Shahjamaluddin, the only person charged in the scheme so far, remains jailed without bond at the request of the U.S. government, which considers him a flight risk if freed and a threat to obstruct prosecution or injure or intimidate potential witnesses or jurors.

A message left Tuesday with Burton Shostak, one of Shahjamaluddin's attorneys, was not immediately returned.

Jordan, in her affidavit, described Missouri as rife for such trafficking due to the state's 17-cents-a-pack tax rate for cigarettes. Illinois' tax is 81 cents more.

Court papers don't specify how much Shahjamaluddin supposedly profited, though the government's efforts to quell big-money trafficking have been long-standing.
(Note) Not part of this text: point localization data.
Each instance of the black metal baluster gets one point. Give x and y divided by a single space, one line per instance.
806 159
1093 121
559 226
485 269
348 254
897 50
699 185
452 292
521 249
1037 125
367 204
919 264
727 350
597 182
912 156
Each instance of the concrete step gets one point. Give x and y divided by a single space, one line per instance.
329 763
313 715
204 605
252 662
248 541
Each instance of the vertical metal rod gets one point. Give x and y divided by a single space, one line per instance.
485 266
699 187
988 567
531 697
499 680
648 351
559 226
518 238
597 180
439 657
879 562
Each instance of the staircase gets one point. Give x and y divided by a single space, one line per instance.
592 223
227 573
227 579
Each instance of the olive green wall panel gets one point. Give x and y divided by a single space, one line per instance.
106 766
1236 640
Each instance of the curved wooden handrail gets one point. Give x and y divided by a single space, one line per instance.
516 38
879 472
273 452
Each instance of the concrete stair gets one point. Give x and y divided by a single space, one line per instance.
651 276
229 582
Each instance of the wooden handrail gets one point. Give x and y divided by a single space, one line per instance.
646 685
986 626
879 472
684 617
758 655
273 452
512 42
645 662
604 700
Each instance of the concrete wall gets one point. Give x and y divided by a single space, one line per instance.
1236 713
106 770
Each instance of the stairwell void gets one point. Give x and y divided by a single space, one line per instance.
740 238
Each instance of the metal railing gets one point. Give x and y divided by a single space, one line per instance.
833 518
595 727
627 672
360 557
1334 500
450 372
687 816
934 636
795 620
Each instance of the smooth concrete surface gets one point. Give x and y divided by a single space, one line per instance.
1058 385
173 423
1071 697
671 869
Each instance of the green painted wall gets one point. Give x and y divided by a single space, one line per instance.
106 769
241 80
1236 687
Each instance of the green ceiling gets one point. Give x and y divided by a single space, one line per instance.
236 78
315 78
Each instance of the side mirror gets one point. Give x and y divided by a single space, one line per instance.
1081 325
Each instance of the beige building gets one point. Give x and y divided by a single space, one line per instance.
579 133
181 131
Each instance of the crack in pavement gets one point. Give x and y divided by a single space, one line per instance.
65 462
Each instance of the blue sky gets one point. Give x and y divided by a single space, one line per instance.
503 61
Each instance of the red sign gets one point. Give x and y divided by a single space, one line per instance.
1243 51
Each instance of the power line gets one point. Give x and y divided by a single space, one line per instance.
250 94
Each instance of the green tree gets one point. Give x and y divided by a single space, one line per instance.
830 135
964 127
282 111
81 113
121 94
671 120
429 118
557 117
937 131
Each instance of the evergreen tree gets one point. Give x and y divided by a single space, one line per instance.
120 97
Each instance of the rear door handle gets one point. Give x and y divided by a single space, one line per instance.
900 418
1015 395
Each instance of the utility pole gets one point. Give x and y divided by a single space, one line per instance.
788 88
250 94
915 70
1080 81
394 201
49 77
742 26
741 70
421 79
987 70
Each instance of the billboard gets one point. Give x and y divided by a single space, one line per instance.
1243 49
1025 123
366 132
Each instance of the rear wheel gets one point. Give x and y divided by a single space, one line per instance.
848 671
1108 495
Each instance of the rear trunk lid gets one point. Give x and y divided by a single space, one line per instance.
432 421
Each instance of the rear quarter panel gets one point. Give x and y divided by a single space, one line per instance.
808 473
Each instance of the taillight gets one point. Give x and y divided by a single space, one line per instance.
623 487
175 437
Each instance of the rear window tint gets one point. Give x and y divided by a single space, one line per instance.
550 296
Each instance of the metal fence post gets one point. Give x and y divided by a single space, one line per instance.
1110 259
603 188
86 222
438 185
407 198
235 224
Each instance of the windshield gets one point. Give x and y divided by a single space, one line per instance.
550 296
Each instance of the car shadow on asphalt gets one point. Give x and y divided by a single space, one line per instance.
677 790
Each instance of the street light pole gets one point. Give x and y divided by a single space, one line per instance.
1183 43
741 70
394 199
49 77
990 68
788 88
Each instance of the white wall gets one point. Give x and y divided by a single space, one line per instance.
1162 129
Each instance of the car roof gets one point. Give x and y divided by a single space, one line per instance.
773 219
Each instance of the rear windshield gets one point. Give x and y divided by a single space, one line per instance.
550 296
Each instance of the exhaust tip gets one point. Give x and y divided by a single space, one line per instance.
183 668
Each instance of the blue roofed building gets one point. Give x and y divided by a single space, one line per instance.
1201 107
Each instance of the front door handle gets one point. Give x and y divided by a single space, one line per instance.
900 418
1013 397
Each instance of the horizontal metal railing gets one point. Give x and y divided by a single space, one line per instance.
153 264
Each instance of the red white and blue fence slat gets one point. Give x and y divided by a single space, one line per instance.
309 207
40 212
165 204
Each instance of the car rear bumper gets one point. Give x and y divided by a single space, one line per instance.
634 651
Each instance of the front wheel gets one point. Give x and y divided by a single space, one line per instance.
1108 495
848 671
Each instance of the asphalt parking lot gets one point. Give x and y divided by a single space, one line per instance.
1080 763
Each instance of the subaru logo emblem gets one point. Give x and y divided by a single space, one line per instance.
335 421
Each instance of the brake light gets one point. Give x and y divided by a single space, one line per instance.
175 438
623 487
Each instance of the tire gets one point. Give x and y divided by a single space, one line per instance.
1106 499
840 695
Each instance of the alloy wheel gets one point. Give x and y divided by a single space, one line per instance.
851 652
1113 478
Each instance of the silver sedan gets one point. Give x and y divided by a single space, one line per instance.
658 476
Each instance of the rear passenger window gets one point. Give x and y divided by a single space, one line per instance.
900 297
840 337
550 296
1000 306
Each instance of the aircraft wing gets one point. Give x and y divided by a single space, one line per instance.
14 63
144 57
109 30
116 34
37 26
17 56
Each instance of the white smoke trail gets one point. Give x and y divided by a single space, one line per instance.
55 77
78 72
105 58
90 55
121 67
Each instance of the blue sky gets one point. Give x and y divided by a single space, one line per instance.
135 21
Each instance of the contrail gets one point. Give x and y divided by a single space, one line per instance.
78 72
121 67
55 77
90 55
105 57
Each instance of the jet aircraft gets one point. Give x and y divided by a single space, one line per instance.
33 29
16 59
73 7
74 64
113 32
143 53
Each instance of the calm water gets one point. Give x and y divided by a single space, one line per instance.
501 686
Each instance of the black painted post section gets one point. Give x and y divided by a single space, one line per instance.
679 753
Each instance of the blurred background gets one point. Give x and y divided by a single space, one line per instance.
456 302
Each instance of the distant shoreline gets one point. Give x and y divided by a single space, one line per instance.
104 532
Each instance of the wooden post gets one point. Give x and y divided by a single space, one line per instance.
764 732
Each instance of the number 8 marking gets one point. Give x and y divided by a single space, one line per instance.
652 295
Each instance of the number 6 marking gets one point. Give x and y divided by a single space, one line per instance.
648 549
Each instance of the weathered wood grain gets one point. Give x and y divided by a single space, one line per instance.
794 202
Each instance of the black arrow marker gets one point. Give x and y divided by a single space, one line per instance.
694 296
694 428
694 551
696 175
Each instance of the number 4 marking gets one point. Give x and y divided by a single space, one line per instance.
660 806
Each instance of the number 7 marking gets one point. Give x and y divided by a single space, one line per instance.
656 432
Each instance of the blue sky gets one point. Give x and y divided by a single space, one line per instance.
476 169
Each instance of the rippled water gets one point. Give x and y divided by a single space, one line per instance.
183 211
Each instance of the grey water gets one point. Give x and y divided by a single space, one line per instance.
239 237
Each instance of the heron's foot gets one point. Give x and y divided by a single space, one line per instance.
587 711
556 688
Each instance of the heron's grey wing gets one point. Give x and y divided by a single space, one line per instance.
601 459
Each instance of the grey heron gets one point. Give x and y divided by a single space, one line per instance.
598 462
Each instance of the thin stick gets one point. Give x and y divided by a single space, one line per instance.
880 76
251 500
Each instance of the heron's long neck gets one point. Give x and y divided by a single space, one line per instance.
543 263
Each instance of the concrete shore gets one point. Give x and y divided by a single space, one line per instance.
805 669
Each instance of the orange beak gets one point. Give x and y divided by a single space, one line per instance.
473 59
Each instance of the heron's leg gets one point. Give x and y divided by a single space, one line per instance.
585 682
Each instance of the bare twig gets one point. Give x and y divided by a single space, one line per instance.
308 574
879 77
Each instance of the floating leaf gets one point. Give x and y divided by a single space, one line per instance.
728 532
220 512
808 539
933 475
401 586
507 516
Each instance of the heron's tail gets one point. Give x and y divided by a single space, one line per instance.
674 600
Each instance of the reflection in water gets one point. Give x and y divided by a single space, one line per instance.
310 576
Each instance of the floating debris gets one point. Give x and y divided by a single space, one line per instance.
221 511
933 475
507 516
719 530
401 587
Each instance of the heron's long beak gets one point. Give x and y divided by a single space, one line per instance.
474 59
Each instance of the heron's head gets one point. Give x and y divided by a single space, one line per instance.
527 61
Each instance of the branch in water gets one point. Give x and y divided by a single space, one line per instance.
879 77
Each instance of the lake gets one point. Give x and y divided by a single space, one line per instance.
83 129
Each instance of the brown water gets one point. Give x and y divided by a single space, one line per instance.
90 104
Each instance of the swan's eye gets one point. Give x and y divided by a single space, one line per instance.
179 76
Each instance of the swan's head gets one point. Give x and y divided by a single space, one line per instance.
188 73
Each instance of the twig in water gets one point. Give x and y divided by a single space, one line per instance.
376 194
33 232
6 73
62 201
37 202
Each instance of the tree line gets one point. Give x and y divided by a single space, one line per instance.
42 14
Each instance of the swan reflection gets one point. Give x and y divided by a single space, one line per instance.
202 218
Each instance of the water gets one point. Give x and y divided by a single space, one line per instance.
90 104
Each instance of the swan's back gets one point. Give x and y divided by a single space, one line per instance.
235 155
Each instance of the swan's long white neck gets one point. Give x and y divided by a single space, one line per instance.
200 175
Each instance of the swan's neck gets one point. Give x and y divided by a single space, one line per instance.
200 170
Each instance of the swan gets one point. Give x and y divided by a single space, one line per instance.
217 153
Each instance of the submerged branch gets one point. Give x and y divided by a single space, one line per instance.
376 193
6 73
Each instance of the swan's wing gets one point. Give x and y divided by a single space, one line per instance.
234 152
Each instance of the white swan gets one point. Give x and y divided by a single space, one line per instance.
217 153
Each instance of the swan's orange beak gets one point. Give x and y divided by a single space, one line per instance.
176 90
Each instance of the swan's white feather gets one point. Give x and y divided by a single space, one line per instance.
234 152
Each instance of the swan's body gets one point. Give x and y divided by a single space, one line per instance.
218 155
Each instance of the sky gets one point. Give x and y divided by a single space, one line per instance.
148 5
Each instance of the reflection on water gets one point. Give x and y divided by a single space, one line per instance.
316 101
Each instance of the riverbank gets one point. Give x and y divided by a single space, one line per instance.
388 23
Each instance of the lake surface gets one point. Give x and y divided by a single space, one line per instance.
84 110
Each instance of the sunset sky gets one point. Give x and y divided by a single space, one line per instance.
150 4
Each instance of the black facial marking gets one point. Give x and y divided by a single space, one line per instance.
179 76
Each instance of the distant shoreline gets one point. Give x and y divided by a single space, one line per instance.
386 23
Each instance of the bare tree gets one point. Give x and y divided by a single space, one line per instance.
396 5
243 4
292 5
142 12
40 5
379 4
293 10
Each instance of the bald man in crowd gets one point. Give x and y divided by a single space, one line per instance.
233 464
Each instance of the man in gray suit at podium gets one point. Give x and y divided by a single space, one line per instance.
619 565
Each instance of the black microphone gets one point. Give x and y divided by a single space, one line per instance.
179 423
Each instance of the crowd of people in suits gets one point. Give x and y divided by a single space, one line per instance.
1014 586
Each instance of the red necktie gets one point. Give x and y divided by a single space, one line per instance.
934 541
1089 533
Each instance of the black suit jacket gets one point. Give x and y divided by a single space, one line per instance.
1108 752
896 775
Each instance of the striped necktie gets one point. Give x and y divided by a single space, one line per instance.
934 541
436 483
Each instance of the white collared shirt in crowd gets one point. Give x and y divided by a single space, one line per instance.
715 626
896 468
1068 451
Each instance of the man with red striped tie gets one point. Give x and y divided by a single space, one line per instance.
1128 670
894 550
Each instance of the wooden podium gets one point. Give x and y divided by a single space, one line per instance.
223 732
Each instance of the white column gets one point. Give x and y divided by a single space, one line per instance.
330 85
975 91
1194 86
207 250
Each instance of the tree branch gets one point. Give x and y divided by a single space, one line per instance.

In January, the AP reported that during the previous three years undercover ATF agents in Virginia funneled more than 250 million cigarettes onto the nation's streets through black market sales targeting smugglers. The stings had yielded about five dozen federal arrests.

The Department of Justice, the ATF's parent agency, has estimated that federal, state and local governments lose out on $5 billion annually in tax revenue from cigarettes sold through illegitimate channels.

Cigarettes are deemed contraband if the packs don't bear state tax stamps in the jurisdiction where they are sold. Shahjamaluddin, who according to court documents owns Cheap & Cheap in St. Louis County, often accepted cigarettes from an undercover agent that he knew had fake Missouri tax stamps, Jordan wrote.

Shahjamaluddin was indicted last week on the same day a Chicago man admitted in federal court in East St. Louis, Ill., that police caught him with $1,550 in bogus $50 bills. Katrell Irvin acknowledged in court the counterfeit bills were to buy large amounts of cigarettes in Missouri that he intended to take back to Chicago.